Por: Wagner Balera e Ana Paula Oriola - Valor On-Line

Karl Engish afirma com precisão: "Os conceitos absolutamente determinados são muito raros no direito" ("Introdução ao Pensamento Jurídico", 8ª edição, página 208). Esta é uma fotografia apurada do direito, demonstrando que ele se movimenta na esfera da interpretação. No entanto, o império da técnica está impondo aos advogados grandes e graves reformulações em seu modo de pensar e repensar o objeto de seus estudos e labor, principalmente quando chamados a patrocinar causas para sociedades anônimas. É que, chamados a emitir informações e opiniões que serão o fundamento de provisões contábeis das sociedades anônimas, seus relatórios apresentam dados cujo teor permitirá que os auditores e contadores avaliem se determinada contingência ativa ou passiva deverá ou não ser objeto de provisão contábil ou de sua reversão.

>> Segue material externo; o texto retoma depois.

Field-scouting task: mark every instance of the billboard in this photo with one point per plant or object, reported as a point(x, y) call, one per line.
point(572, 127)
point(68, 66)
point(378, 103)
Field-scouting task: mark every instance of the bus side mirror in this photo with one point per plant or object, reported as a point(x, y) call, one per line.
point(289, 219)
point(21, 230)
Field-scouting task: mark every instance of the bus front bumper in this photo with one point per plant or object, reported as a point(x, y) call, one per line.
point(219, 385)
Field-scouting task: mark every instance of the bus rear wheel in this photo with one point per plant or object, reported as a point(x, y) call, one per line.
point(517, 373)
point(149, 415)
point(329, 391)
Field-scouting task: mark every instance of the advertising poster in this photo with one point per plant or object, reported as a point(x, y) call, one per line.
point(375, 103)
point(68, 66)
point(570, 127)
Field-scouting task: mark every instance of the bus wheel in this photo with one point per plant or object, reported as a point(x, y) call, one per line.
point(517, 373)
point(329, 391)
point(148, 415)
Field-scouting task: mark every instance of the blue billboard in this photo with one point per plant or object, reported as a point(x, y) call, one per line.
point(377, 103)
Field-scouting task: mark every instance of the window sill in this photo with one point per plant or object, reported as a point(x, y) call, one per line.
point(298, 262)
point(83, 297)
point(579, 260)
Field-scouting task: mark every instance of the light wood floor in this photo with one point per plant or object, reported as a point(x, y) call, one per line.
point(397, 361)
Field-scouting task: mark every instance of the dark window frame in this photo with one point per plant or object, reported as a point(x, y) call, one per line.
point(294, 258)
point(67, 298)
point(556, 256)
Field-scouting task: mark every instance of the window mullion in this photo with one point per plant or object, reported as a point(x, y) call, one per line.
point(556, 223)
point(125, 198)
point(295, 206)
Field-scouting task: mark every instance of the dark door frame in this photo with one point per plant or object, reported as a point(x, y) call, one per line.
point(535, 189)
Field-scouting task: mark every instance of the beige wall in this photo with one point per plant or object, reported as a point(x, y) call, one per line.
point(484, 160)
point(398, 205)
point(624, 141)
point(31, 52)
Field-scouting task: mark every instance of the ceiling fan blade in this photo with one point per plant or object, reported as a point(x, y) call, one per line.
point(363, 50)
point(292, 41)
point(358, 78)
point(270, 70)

Destarte, o que inicialmente consistia em um mero fornecimento de dados e informações sobre a possibilidade de perda ou de êxito de uma determinada ação judicial com certa classificação genérica não é mais considerado suficiente para sustentar a posição contábil a ser registrada nos atos pertinentes. De fato, não basta que seja apontado o evento como remoto, possível ou provável. O advogado deverá estimar percentualmente, em seu relatório, a chance de perda ou de exito.

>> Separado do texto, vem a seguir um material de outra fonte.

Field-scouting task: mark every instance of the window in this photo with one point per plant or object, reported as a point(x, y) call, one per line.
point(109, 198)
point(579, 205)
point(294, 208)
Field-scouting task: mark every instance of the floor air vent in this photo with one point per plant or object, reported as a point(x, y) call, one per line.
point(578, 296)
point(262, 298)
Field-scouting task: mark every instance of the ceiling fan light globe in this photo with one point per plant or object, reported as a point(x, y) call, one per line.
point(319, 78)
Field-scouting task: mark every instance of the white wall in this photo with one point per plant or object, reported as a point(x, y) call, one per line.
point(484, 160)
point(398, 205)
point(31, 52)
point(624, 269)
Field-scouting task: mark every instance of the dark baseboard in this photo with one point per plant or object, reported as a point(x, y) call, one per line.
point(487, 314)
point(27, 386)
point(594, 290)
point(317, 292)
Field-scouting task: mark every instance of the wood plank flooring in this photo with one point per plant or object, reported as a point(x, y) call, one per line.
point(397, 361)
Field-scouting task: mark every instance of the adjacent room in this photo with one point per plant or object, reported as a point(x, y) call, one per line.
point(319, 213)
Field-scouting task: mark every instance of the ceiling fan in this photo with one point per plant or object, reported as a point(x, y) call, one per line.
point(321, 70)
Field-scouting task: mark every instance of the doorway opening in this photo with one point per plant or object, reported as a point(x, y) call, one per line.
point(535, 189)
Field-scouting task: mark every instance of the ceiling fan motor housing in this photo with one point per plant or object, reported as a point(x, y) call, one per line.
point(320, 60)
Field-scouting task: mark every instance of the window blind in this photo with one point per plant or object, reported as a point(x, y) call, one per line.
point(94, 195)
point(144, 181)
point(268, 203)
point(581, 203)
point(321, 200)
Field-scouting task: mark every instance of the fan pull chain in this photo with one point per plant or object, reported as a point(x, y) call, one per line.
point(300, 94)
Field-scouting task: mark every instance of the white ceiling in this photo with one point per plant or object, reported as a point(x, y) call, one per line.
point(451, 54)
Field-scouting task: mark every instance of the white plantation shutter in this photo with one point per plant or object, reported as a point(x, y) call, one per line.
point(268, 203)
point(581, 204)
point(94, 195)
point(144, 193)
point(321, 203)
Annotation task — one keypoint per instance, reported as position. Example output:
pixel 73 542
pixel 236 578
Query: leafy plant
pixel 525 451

Percebe-se que, ao precisar o exato percentual de perda ou de êxito de uma determinada demanda, sem dúvida o advogado estará facilitando sobremaneira a avaliação dos auditores e contadores, que poderão classificar aquela como uma contingência ativa ou passiva a ser, então, objeto de uma provisão contábil ou de sua reversão, dado que na atualidade incumbe-lhes acompanhar a harmonização entre as práticas contábeis brasileiras e as práticas contábeis internacionais, seja para alcançar a transparência e a segurança exigidas para as informações contábeis das sociedades anônimas, especialmente quando controladas por acionistas estrangeiros, seja para viabilizar o acesso das empresas nacionais às fontes de financiamento externas.

Mas o advogado está diante de uma tarefa de difícil execução, e dela quer se desvencilhar mediante a criação de sofisticados gabaritos de quantificação percentual de êxito ou de perda das demandas judiciais que patrocina. A realidade do direito, no entanto, não pode sujeitar-se às medidas de matemáticos, de estatísticos, de contadores ou de auditores. Quando é chamado a patrocinar uma causa, o parâmetro do advogado é baseado, sobretudo, na práxis. Indagará, preliminarmente, se o direito invocado pelo cliente encontra amparo na norma jurídica vigente; em seguida verificará se há um conjunto probatório consistente a amparar o direito invocado; e por último constatará se já foram abertos os precedentes judiciais, cotejando as decisões favoráveis com as desfavoráveis e os argumentos que servem de suporte a tais julgados.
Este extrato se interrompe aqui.